Investigating Potential Abuse of Resources by High Token Count and Large Response Sizes

Amazon Bedrock is AWS’s managed service that enables developers to build and scale generative AI applications using large foundation models (FMs) from top providers.

Bedrock offers a variety of pretrained models from Amazon (such as the Titan series), as well as models from providers like Anthropic, Meta, Cohere, and AI21 Labs.

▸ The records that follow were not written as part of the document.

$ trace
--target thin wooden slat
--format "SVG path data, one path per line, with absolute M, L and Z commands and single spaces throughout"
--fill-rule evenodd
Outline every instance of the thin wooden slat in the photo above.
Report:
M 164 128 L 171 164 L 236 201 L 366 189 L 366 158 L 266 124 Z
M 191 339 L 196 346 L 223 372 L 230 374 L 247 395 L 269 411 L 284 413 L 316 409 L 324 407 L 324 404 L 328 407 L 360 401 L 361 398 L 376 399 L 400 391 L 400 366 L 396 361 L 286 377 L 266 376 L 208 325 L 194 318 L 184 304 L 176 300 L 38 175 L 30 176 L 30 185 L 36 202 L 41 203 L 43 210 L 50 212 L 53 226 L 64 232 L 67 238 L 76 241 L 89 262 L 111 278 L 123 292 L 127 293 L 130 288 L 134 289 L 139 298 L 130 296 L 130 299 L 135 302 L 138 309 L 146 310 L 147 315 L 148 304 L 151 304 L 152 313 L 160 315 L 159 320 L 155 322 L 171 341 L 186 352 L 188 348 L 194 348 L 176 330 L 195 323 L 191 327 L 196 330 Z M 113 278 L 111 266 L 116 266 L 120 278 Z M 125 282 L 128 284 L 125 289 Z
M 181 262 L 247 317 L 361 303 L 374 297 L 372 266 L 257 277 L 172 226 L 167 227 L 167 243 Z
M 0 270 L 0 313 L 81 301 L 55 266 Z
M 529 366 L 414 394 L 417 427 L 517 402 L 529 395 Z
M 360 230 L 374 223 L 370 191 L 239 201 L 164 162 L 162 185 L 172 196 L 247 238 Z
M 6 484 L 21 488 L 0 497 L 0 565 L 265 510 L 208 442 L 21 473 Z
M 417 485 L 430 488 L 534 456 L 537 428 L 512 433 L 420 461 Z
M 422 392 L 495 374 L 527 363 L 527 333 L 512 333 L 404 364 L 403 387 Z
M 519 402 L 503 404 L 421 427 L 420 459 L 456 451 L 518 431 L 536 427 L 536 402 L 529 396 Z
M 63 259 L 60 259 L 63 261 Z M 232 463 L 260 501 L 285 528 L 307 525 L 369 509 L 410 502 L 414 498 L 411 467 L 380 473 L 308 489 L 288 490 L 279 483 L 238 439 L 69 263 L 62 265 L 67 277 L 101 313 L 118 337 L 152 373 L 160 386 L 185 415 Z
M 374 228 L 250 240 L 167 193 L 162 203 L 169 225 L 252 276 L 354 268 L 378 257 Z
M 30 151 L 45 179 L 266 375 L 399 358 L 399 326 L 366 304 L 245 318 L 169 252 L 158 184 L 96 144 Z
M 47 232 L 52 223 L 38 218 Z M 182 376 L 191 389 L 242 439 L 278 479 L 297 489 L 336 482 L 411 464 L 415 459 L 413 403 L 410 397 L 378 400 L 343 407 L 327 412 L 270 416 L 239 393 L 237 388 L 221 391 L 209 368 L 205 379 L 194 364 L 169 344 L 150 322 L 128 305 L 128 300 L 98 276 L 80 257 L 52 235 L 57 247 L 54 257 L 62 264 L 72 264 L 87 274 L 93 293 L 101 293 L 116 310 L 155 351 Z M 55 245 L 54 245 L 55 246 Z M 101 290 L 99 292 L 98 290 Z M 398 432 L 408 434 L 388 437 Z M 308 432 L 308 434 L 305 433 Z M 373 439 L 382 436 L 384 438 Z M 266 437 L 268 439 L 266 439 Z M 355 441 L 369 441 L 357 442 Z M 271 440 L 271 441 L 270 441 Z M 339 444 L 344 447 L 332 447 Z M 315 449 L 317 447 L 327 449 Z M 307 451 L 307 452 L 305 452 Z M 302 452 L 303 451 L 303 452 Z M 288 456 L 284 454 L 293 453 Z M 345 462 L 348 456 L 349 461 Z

Possible investigation steps

  • Identify the user account that used high prompt token counts and whether it should perform this kind of action.
  • Investigate large response sizes and the number of requests made by the user account.
  • Investigate other alerts associated with the user account during the past 48 hours.
  • Consider the time of day. If the user is a human (not a program or script), did the activity take place during a normal time of day?
  • Examine the account's prompts and responses in the last 24 hours.
  • If you suspect the account has been compromised, scope potentially compromised assets by tracking Amazon Bedrock model access, prompts generated, and responses to the prompts by the account in the last 24 hours.

False positive analysis

  • Verify the user account that used high prompt and large response sizes, has a business justification for the heavy usage of the system.

Response and remediation

  • Initiate the incident response process based on the outcome of the triage.
  • Disable or limit the account during the investigation and response.
  • Identify the possible impact of the incident and prioritize accordingly; the following actions can help you gain context:
    • Identify the account role in the cloud environment.
    • Identify if the attacker is moving laterally and compromising other Amazon Bedrock Services.
    • Identify any regulatory or legal ramifications related to this activity.
    • Identify potential resource exhaustion and impact on billing.
  • Review the permissions assigned to the implicated user group or role behind these requests to ensure they are authorized and expected to access bedrock and ensure that the least privilege principle is being followed.
  • Determine the initial vector abused by the attacker and take action to prevent reinfection via the same vector.
  • Using the incident response data, update logging and audit policies to improve the mean time to detect (MTTD) and the mean time to respond (MTTR).